In this code chunk below, pairwise_cor() of widyr package is used to compute the correlation between newsgroup based on the common words found.
newsgroup_cors <- words_by_newsgroup %>%
pairwise_cor(newsgroup,
word,
n,
sort = TRUE)6.2 Visualising correlation as a network
Now, we can visualise the relationship between newgroups in network graph as shown below.
newsgroup_cors %>%
filter(correlation > .025) %>%
graph_from_data_frame() %>%
ggraph(layout = "fr") +
geom_edge_link(aes(alpha = correlation,
width = correlation)) +
geom_node_point(size = 6,
color = "lightblue") +
geom_node_text(aes(label = name),
color = "red",
repel = TRUE) +
theme_void()
Result differs from the original chapter as we are using seed 1234 instead of 2017.
6.3 Bigram
In this code chunk below, a bigram data frame is created by using unnest_tokens() of tidytext.
bigrams <- cleaned_text %>%
unnest_tokens(bigram,
text,
token = "ngrams",
n = 2)
bigrams# A tibble: 28,824 × 3
newsgroup id bigram
<chr> <chr> <chr>
1 alt.atheism 54256 <NA>
2 alt.atheism 54256 <NA>
3 alt.atheism 54256 as i
4 alt.atheism 54256 i don't
5 alt.atheism 54256 don't know
6 alt.atheism 54256 know this
7 alt.atheism 54256 this book
8 alt.atheism 54256 book i
9 alt.atheism 54256 i will
10 alt.atheism 54256 will use
# ℹ 28,814 more rows
6.4 Counting bigrams
The code chunk is used to count and sort the bigram data frame ascendingly.

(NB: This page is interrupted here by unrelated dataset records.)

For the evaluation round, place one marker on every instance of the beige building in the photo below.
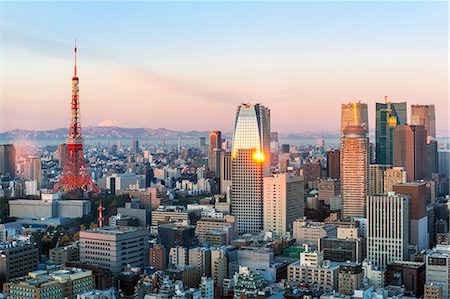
(283, 202)
(354, 171)
(393, 176)
(376, 178)
(114, 247)
(354, 114)
(313, 270)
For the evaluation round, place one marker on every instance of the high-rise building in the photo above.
(392, 176)
(7, 160)
(424, 115)
(388, 116)
(354, 114)
(437, 265)
(135, 147)
(418, 213)
(334, 164)
(250, 163)
(225, 173)
(410, 151)
(388, 228)
(114, 248)
(75, 174)
(283, 202)
(354, 171)
(376, 178)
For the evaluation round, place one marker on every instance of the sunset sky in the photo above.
(187, 65)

bigrams_count <- bigrams %>%
filter(bigram != 'NA') %>%
count(bigram, sort = TRUE)
bigrams_count# A tibble: 19,885 × 2
bigram n
<chr> <int>
1 of the 169
2 in the 113
3 to the 74
4 to be 59
5 for the 52
6 i have 48
7 that the 47
8 if you 40
9 on the 39
10 it is 38
# ℹ 19,875 more rows
6.5 Cleaning bigram
The code chunk below is used to seperate the bigram into two words.

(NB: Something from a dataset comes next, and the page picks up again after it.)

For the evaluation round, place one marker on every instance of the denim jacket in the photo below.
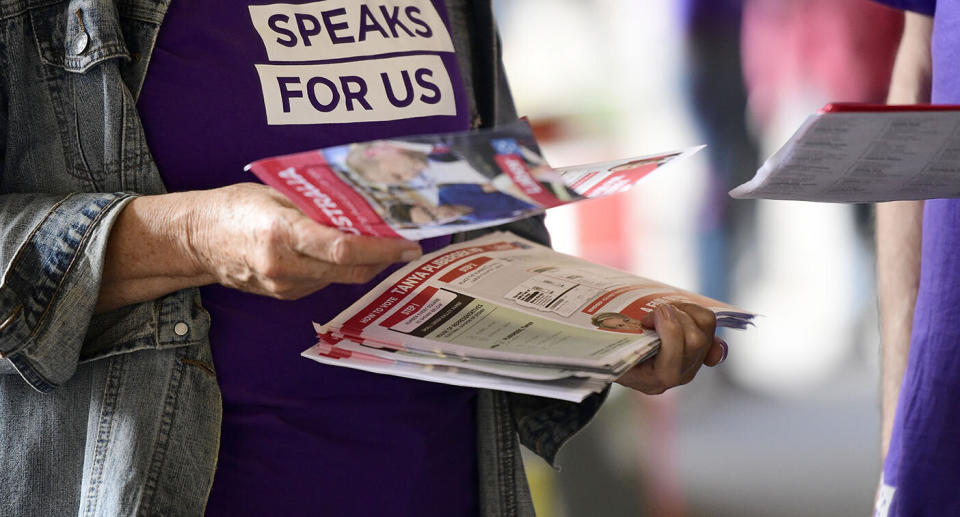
(119, 413)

bigrams_separated <- bigrams %>%
filter(bigram != 'NA') %>%
separate(bigram, c("word1", "word2"),
sep = " ")
bigrams_filtered <- bigrams_separated %>%
filter(!word1 %in% stop_words$word) %>%
filter(!word2 %in% stop_words$word)
bigrams_filtered# A tibble: 4,604 × 4
newsgroup id word1 word2
<chr> <chr> <chr> <chr>
1 alt.atheism 54256 defines god
2 alt.atheism 54256 term preclues
3 alt.atheism 54256 science ideas
4 alt.atheism 54256 ideas drawn
5 alt.atheism 54256 supernatural precludes
6 alt.atheism 54256 scientific assertions
7 alt.atheism 54256 religious dogma
8 alt.atheism 54256 religion involves
9 alt.atheism 54256 involves circumventing
10 alt.atheism 54256 gain absolute
# ℹ 4,594 more rows
6.6 Counting the bigram again
After filtering out the bigrams with stop words, we will do a recount of the bigrams.
bigram_counts <- bigrams_filtered %>%
count(word1, word2, sort = TRUE)6.7 Create a network graph from bigram data frame
In the code chunk below, a network graph is created by using graph_from_data_frame() of igraph package.

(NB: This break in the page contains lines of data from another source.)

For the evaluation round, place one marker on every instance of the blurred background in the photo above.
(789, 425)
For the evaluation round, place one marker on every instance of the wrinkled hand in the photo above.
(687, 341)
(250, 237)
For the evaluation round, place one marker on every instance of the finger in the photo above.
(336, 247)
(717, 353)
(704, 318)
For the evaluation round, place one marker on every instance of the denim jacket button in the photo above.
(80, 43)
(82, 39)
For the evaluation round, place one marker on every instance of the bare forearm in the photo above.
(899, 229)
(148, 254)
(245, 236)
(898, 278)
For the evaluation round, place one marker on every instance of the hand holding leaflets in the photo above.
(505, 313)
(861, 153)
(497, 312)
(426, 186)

bigram_graph <- bigram_counts %>%
filter(n > 3) %>%
graph_from_data_frame()
bigram_graphIGRAPH ffd2c94 DN-- 40 24 --
+ attr: name (v/c), n (e/n)
+ edges from ffd2c94 (vertex names):
[1] 1 ->2 1 ->3 static ->void
[4] time ->pad 1 ->4 infield ->fly
[7] mat ->28 vv ->vv 1 ->5
[10] cock ->crow noticeshell->widget 27 ->1993
[13] 3 ->4 child ->molestation cock ->crew
[16] gun ->violence heat ->sink homosexual ->male
[19] homosexual ->women include ->xol mary ->magdalene
[22] read ->write rev ->20 tt ->ee
6.8 Visualizing a network of bigrams with ggraph
In this code chunk below, ggraph package is used to plot the bigram.
ggraph(bigram_graph, layout = "fr") +
geom_edge_link() +
geom_node_point() +
geom_node_text(aes(label = name),
vjust = 1,
hjust = 1)
6.9 Revised version
We can improve the visualization by adding some color and some directional arrows.
a <- grid::arrow(type = "closed",
length = unit(.15,
"inches"))
ggraph(bigram_graph,
layout = "fr") +
geom_edge_link(aes(edge_alpha = n),
show.legend = FALSE,
arrow = a,
end_cap = circle(.02,
'inches')) +
geom_node_point(color = "lightblue",
size = 2) +
geom_node_text(aes(label = name),
vjust = 1,
hjust = 1) +
theme_void()
7 Reflections
This exercise exposed me for more methods of visualizing texts and the steps in doing data wrangling for text data.
Previously, I mostly was more familiar with Word Cloud. Now, tools to visualize word associations are added to my toolbox.